J’avais une réelle passion pour les acteurs. De plus, j’ai regardé beaucoup de films quand j’étais ado mais j’ai commencé ce métier par hasard : j’ai fait l’école des arts décoratifs de Strasbourg donc j’avais plutôt envie de faire du dessin de la peinture et j’écrivais aussi pas mal depuis toujours. Quand je suis rentré, je n’avais pas de boulot, j’ai fait un job de peintre en bâtiment puis j’ai eu la chance de faire des petits rôles. A la fois ça me plaisait et c’était alimentaire même si ça ne suffisait pas pour vivre. C’est petit à petit que la chose est venue, à travers des rencontre surtout. Il y a eu Daniel Duval qui a écrit un film qui s’appelait Le temps des portes plumes, j’avais une connexion très forte avec lui. En vérité, ce sont les autres qui m’ont dit « tu as quelque chose à faire là ».

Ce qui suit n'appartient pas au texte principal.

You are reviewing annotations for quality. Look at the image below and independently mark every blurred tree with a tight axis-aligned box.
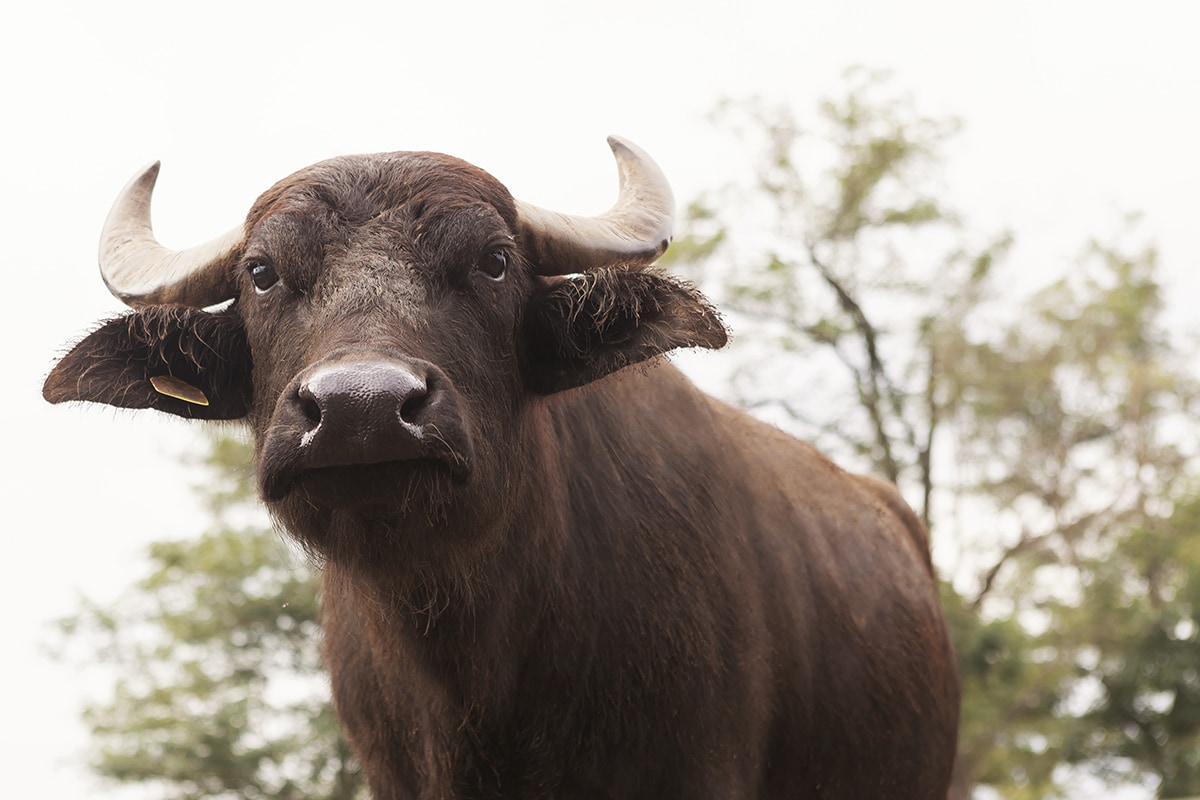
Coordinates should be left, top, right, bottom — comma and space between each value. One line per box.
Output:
671, 70, 1200, 799
58, 70, 1200, 800
62, 434, 365, 800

C’est le moment où j’ai découvert toute la part de travail que ça supposait. Quand j’ai dû me préparer pour tourner : rentrer dans des mondes, lire des livres, voir des films, apprendre des choses. C’est ce qu’il y a de plus enrichissant, c’est une immersion dans plusieurs mondes à chaque rôle et j’ai pris beaucoup de plaisir à faire ce voyage. Je pense que j’ai un rapport passionné aux choses, voire excessif, ce qui pourrait poser problème dans la vraie vie mais dans ce métier c’est parfait. J’ai compris qu’il correspondait à mon rapport aux choses. Enfin, il  y a toute une dimension d’entreprise humaine et de travail d’équipe qui est très forte. Tous ces gens qui font des métiers très différents et qui pourtant sont complémentaires. C’est un geste qui a besoin de celui de chacun : pour qu’une prise soit bonne, il faut que tout le monde soit au rendez-vous. On n’atteint jamais ce but tout seul donc on est interdépendant les uns des autres. Humainement on vit des rencontres, des voyages dans le temps ou la géographie. Petit Paysan, c’est aller passer du temps dans ces familles-là, rencontrer ces gens-là ; c’est comme partir deux semaines en Inde en voyage et y aller travailler : ce n’est pas la même chose et dans les deux cas, on vit des choses complètement différentes. On rencontre les gens dans une vie plus quotidienne et plus intime par le biais du travail ; c’est cette humanité nécessaire pour faire des films qui me touche.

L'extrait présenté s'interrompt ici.